Currently, we have an AI system that can make pictures sing and dance. An AI tool developed by a group of researchers at Microsoft Research Asia has the ability to animate audio files and still photos of individuals. It’s more than just animation, supposedly. Appropriate facial expressions are included, and the output faithfully depicts the subjects of the photos as they sing or speak to the audio track.
A single static image and a voice audio clip can be used to create lifelike talking faces of virtual characters with appealing visual affective skills (VAS) using the newest application, Vasa.
Using movies, the researchers developed an expressive disentangled face latent space, and they claim that the main innovations are a head movement generation model that operates in a face latent space and holistic facial dynamics. Based on comprehensive testing and assessments using a range of novel indicators, the group claimed that their approach might greatly surpass earlier approaches in a number of areas.
What is VASA-1?
According to Microsoft researchers, their new technique can generate a wide range of expressive facial subtleties and lifelike head movements in addition to lip-audio synchronisation.

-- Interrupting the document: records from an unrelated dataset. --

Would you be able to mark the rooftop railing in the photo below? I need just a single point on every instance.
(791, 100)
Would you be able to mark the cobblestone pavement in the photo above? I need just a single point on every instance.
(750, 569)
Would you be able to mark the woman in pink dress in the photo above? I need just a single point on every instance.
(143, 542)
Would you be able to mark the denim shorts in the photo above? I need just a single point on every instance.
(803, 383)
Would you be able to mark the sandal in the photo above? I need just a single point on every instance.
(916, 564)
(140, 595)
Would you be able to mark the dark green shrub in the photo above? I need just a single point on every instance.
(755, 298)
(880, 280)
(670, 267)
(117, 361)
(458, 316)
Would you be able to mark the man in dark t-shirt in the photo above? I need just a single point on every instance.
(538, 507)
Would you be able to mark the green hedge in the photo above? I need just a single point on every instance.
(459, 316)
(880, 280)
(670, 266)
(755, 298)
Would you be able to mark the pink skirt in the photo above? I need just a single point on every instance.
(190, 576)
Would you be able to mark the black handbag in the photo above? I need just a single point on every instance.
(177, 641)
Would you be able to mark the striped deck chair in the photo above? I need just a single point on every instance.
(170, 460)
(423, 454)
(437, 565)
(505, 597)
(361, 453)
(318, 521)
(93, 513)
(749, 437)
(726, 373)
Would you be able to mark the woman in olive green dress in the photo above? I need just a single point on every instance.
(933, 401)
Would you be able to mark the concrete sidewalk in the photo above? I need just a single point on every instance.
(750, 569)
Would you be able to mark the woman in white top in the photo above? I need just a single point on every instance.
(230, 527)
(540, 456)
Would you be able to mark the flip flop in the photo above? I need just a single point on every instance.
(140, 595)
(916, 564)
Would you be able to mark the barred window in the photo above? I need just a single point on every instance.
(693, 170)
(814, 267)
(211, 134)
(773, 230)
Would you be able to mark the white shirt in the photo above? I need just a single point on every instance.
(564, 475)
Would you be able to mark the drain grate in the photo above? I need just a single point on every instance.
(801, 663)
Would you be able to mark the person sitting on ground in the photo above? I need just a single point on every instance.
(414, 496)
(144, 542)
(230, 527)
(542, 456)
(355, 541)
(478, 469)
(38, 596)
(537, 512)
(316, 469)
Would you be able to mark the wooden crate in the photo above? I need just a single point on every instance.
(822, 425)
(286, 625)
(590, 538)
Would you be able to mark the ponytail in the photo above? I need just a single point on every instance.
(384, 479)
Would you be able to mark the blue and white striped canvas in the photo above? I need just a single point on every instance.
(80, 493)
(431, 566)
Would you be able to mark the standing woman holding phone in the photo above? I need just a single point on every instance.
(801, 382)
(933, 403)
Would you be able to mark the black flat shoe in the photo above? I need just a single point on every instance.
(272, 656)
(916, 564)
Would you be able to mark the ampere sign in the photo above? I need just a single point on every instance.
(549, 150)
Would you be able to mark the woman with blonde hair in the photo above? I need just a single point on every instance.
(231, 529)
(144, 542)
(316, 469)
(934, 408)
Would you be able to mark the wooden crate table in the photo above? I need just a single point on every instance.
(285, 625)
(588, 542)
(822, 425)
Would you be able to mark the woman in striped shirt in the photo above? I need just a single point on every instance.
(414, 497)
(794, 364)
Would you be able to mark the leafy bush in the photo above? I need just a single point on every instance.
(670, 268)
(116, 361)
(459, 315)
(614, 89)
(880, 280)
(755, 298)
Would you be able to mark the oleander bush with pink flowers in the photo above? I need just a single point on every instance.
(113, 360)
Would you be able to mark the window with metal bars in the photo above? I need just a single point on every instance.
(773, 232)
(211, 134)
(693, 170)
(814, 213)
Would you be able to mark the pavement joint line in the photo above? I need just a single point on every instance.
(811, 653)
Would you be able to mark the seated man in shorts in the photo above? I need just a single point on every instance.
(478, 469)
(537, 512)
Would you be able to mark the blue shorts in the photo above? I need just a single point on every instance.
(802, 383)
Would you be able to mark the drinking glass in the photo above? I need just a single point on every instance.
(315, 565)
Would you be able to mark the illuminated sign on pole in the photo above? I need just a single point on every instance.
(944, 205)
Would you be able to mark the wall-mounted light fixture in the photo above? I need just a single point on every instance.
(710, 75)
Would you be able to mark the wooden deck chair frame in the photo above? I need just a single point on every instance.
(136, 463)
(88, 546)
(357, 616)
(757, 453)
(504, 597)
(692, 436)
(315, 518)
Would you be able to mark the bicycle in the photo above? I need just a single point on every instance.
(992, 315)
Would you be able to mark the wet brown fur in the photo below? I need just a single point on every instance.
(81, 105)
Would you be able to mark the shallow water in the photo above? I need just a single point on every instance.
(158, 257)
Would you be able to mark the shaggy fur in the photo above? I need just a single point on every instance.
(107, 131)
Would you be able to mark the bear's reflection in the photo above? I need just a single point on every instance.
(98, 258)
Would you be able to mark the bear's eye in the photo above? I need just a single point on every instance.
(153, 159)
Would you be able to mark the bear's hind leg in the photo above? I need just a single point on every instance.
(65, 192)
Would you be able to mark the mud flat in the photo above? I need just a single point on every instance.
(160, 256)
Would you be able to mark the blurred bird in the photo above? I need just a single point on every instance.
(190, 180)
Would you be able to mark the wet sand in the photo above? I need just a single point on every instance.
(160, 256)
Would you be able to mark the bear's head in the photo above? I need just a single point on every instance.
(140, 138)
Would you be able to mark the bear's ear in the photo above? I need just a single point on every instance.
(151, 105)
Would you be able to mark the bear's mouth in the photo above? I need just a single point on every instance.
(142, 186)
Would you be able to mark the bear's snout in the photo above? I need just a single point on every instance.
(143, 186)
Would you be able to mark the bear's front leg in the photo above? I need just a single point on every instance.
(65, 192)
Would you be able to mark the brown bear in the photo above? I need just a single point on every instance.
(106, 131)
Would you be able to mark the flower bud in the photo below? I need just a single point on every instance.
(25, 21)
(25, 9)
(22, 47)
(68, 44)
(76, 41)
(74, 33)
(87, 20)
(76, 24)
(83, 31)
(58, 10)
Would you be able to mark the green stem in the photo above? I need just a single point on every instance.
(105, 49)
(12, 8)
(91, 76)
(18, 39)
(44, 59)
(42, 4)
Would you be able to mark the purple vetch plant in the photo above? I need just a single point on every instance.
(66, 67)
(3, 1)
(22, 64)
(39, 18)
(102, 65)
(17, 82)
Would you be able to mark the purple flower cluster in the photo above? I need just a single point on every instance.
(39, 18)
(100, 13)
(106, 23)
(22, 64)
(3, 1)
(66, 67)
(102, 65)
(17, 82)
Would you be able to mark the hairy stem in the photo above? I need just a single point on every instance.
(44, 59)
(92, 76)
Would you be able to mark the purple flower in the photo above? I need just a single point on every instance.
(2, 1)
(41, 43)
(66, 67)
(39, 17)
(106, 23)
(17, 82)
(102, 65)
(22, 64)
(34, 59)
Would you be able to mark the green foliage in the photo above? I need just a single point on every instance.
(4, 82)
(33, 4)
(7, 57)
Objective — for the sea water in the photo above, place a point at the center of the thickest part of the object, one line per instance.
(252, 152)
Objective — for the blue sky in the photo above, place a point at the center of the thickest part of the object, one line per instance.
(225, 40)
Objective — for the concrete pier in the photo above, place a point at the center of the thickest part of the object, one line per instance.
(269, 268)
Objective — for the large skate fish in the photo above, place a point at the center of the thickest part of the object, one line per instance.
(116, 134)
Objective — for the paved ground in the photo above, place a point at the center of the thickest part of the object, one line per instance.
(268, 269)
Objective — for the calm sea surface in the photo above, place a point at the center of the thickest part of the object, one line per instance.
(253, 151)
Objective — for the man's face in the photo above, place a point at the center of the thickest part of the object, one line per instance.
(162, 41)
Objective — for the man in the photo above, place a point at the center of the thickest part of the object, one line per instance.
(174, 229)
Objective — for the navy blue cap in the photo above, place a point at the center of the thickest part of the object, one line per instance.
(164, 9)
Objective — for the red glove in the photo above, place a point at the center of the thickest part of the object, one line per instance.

With VASA-1, researchers set out to do the seemingly impossible: make still images talk, sing, and express emotions in perfect time with any audio file. Their work has resulted in VASA-1, an AI system that synchronises still images—such as photos, sketches, or paintings—into believable animations. According to the researchers, in terms of control, their diffusion model might take into account optional signals such as mood offsets and the primary eye gaze direction and head distance.
How was VASA-1 created?
The researchers have recognized that VASA-1 has the potential to be abused despite the wide range of possible applications. Additionally, they have apparently chosen to prevent public access to VASA-1 as a preventive measure. They understand that in order to prevent any unforeseen effects or misuse, such cutting-edge technology needs to be responsibly stewarded.
The researchers claim that despite the animations’ realistic charm and seamless integration of sound and graphics, a deeper inspection may reveal some minute imperfections and unmistakable indicators of artificial intelligence-generated material.
The research article claims that a thorough training procedure led to VASA-1’s breakthrough. AI systems have to be exposed to thousands of photos that show a variety of facial emotions. The algorithm was apparently able to learn and replicate human speech patterns and the subtleties of human emotions thanks to this enormous amount of data.
The current VASA-1 version produces smooth, high-resolution images at 512 x 512 pixels at a frame rate of 45 frames per second. The processing capacity of a desktop-class Nvidia RTX 4090 GPU is reportedly required to produce these lifelike animations, which takes an average of two minutes.